Even more noteworthy has been the performance of the FTSE China A Index, which has risen 51.4% so far in 2015. The FTSE China A Index represents the performance of mainland A Shares—securities of Chinese incorporated companies that trade on either the Shanghai or Shenzhen stock exchanges—that are available to international investors via quota schemes.
One of the major catalysts for these returns is China’s commitment to economic reforms. These include making China’s financial markets more accessible to overseas investors and promoting the yuan’s role as a leading international currency. The yuan is playing an increasingly important role in global trade – it was the currency for nearly one-quarter of all cross-border transactions in 2014, and China is promoting the yuan as a global reserve currency, joining the ranks of the dollar, euro and yen.
At present, foreigners have limited access to mainland China A-shares through quota-based qualified investor programs, but this has been changing with new market reforms intended to ease restrictions.
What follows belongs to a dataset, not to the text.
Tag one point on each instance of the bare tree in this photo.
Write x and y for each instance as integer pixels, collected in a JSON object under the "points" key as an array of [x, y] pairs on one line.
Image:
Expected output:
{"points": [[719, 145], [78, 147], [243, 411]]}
For example, China launched a cross-border exchange program last November that links the Shanghai and Hong Kong exchanges and allows Hong Kong investors to trade eligible mainland shares.
FTSE has recently launched two new China A Inclusion Indexes to help market participants prepare for easier access to this market as restrictions are relaxed. The inclusion of A-shares in global indexes could potentially lead to huge inflows of capital to China’s markets from overseas investors. Existing R/QFII quota-based schemes limit China to a 4.8% weighting in the FTSE Emerging China A Inclusion Index, but if the quota restrictions are to be removed in the future China A-shares stocks could represent nearly a quarter of the broader emerging markets inclusion index.
FTSE Russell CEO Mark Makepeace has indicated he believes that China’s inclusion in global benchmark indexes may be no more than three years away. If these expectations should materialize, China would likely not only comprise a large share of emerging market indexes, but could also quickly grow to become as much as one-fifth of global index portfolios.